Une personne sur six dans le monde aura des problèmes d’infertilité au cours de sa vie, estime l’Organisation Mondiale de la Santé. Pour mieux la comprendre, il faut d’abord l’identifier. C’est l’objet d’une étude de l’University of the Basque Country : ses auteurs ont développé une méthode pour repérer des biomarqueurs de l'infertilité masculine. Ses résultats ont été publiés dans la revue spécialisée Cells.
Infertilité masculine : pourquoi le spermogramme ne suffit pas ?
Actuellement, le spermogramme est le principal outil de mesure de la fertilité masculine. Il permet d’analyser différents paramètres : volume de l'échantillon, concentration en spermatozoïdes, mobilité, morphologie, etc. "Bien que cela soit intéressant, ce n'est pas suffisant, alerte Irune Calzado, chercheuse au sein du groupe Reproduction humaine de l’université. Le spermogramme manque de capacités diagnostiques et pronostiques. Obtenir des valeurs normales ne signifie pas nécessairement qu'une personne est fertile."
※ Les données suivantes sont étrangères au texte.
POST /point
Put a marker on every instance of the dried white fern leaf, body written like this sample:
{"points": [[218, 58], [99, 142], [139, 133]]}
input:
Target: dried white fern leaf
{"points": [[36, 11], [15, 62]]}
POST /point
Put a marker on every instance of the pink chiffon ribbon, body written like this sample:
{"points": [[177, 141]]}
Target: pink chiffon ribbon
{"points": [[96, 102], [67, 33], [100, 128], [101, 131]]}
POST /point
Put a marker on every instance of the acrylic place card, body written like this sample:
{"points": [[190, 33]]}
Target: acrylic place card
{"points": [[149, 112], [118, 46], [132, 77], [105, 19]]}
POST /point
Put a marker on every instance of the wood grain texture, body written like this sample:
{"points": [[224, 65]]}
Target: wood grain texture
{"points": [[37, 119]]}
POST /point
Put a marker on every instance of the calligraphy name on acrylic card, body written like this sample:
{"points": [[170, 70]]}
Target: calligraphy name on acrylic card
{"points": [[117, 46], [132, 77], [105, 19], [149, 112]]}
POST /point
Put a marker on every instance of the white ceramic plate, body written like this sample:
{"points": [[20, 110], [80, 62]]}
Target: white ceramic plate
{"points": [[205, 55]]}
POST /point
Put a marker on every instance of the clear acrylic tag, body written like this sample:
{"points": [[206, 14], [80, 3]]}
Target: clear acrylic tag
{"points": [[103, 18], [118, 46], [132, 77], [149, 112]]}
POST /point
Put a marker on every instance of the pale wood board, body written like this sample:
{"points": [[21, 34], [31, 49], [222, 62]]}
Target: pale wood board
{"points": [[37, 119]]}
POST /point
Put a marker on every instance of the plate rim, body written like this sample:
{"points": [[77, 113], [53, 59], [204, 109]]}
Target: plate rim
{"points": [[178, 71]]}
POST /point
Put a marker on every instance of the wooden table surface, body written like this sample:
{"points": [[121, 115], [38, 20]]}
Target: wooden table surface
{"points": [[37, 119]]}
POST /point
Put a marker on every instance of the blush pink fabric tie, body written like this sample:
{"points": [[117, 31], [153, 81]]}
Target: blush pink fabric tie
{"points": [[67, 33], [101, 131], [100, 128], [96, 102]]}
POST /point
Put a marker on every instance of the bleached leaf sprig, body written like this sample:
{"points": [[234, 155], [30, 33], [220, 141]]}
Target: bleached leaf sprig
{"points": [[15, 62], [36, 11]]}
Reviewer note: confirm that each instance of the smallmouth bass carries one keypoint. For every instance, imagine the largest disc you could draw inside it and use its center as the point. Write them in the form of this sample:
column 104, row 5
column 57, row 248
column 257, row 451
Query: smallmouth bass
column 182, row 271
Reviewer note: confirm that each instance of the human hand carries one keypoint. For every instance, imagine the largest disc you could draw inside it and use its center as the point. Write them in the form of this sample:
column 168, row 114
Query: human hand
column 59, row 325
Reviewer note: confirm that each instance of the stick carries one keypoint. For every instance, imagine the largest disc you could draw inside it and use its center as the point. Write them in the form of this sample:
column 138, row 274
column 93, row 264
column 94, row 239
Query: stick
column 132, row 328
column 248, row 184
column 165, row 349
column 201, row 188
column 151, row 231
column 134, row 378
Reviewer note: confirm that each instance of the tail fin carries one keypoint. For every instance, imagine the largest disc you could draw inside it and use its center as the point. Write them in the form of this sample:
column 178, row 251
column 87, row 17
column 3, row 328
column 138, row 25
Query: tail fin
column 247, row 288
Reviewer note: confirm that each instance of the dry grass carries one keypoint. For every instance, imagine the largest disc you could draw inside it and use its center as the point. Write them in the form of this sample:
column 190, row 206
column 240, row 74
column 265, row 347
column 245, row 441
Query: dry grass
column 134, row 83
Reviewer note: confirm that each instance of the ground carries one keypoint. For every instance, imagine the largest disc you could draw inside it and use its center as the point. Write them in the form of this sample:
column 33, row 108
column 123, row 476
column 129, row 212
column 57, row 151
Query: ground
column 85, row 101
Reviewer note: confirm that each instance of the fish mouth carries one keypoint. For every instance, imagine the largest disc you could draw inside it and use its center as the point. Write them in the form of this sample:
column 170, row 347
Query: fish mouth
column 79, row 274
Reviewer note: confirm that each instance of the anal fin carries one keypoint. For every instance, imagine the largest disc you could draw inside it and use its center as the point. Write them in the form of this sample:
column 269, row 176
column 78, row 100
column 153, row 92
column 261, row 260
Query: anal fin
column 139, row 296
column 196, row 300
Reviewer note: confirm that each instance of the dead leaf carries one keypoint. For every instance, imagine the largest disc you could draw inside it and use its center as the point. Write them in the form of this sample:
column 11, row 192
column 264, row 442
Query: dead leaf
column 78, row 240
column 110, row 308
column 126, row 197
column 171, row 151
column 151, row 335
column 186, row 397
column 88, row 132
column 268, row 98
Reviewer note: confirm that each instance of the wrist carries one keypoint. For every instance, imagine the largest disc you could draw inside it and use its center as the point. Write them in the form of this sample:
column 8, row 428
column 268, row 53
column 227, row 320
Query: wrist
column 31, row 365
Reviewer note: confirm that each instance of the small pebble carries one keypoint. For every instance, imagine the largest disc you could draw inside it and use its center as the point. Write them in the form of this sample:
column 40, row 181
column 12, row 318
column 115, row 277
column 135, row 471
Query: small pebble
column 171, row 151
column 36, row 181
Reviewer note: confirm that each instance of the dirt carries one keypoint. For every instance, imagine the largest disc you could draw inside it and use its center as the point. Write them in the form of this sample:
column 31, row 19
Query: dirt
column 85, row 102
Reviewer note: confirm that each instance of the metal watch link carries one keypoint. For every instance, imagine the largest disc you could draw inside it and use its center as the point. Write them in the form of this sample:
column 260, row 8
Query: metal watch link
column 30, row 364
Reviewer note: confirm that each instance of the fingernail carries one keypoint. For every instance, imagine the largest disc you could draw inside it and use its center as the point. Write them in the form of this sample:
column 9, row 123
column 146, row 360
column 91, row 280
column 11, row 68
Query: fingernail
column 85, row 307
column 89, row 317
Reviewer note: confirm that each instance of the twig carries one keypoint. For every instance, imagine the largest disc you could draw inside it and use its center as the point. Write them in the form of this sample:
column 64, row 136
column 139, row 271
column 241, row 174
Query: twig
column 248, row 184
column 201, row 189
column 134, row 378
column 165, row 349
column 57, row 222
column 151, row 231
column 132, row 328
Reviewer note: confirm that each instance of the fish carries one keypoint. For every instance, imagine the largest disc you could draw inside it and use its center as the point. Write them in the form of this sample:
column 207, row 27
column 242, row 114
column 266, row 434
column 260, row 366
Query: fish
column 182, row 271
Décrypter le métabolisme des spermatozoïdes pour comprendre l'infertilité
La scientifique et ses collègues ont décidé de s’intéresser aux molécules impliquées dans le métabolisme des spermatozoïdes, en analysant les métabolites. Cela peut être des acides aminés, des protéines ou des acides nucléiques, liés aux réactions métaboliques de l’organisme. "Par exemple, l'analyse des métabolites permet de déterminer si une voie métabolique est altérée dans le cadre d'une maladie", précise la chercheuse. L’utilisation de cette technique sur les spermatozoïdes était un défi technique. "En raison de leur robustesse, les spermatozoïdes sont très difficiles à rompre, explique-t-elle. Nous avons donc dû optimiser une technique d'ultrasons à haute fréquence pour garantir une désagrégation efficace des spermatozoïdes et permettre l'extraction de tous les métabolites qu'ils contiennent."
Infertilité masculine : mieux la comprendre pour mieux la prendre en charge
Cela a permis aux scientifiques de repérer des biomarqueurs potentiels présents dans les spermatozoïdes : au total, ils ont recensé 955 métabolites et 473 lipides. "Nous devons déterminer quelles altérations affectent les patients infertiles, prévient la chercheuse. Par exemple, il est probable que, pour certaines affections, certains lipides ou protéines soient absents, ou présents en quantités plus ou moins importantes, et ainsi de suite. Tout cela reste à explorer." À long terme, elle espère pouvoir établir des liens entre les métabolites et différentes pathologies liées à la fertilité, pour permettre de mieux la détecter. "Cela ouvre la voie à un meilleur diagnostic et à une meilleure prise en charge de ces patients", conclut-elle.